Arabian one-humped camels in Oman may be transmitting the new coronavirus that’s killed 46 people, according to a study published in the Lancet Infectious Diseases medical journal.
Neutralizing antibodies specific to the Middle East respiratory syndrome coronavirus, or MERS-CoV, or a very similar virus, were found in all 50 serum samples taken from Arabian dromedary camels in Oman, according to the study, led by Chantal Reusken of the National Institute for Public Health and the Environment in Bilthoven, the Netherlands.
While a study published last month found that South African bats may be the source of the virus, researchers suspect other animals may be acting as intermediate hosts, because there is limited human contact with bats. A team of scientists gathered 349 blood serum samples from livestock animals including camels, cows, sheep and goats from Oman, the Netherlands, Spain and Chile.
“These new results suggest that dromedary camels may be one reservoir of the virus that is causing MERS-CoV in humans,” the authors said in a statement. “Targeted studies are needed to confirm our findings and their possible relevance in relation to the human cases.”

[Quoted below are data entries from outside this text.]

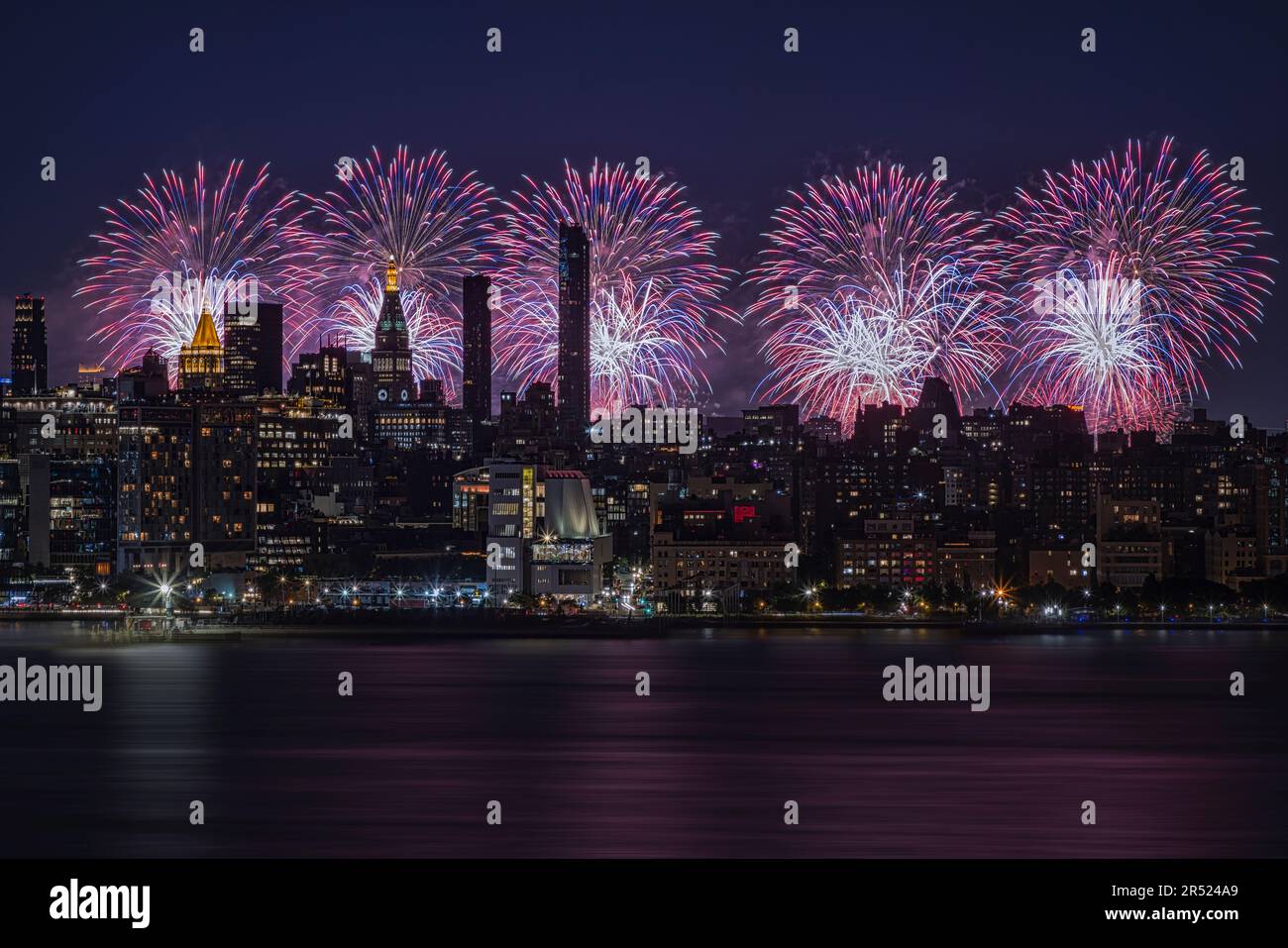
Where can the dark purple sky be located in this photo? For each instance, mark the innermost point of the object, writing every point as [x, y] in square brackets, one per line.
[703, 89]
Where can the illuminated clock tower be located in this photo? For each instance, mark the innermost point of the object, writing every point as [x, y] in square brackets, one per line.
[390, 360]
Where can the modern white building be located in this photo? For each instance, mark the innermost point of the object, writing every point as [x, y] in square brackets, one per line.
[544, 536]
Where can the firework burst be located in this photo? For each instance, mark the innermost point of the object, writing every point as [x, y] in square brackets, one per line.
[871, 285]
[1183, 233]
[179, 248]
[1104, 346]
[415, 211]
[655, 286]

In the Middle East, camels are raced and used for their meat and milk, so there are different types of contact with humans that could lead to transmission of a virus, they said. Lower levels of the coronavirus-specific antibodies were also found in 14 percent of samples taken from dromedaries from the Canary Islands of Spain.
While camels on the Canary Islands were originally imported in the 15th century from the Horn of Africa, this practice is now banned because of the risk of foot-and-mouth disease. Exports into the Middle East from Africa still continue in large numbers, and this difference in turnover could be affecting the virus epidemiology, the researchers said.
It’s unclear whether the detection of antibodies in both Spain and Oman is a result of unrelated cross-species transmission or because the virus has been circulating in camels for a long time, Emmie de Wit and Vincent Munster of the National Institute of Allergy and Infectious Diseases in Hamilton, Montana, said in a comment accompanying the article.
“Although the study by Reusken and colleagues leaves many questions unanswered, it is an important step to a more comprehensive understanding of the emergence of coronavirus,” they said.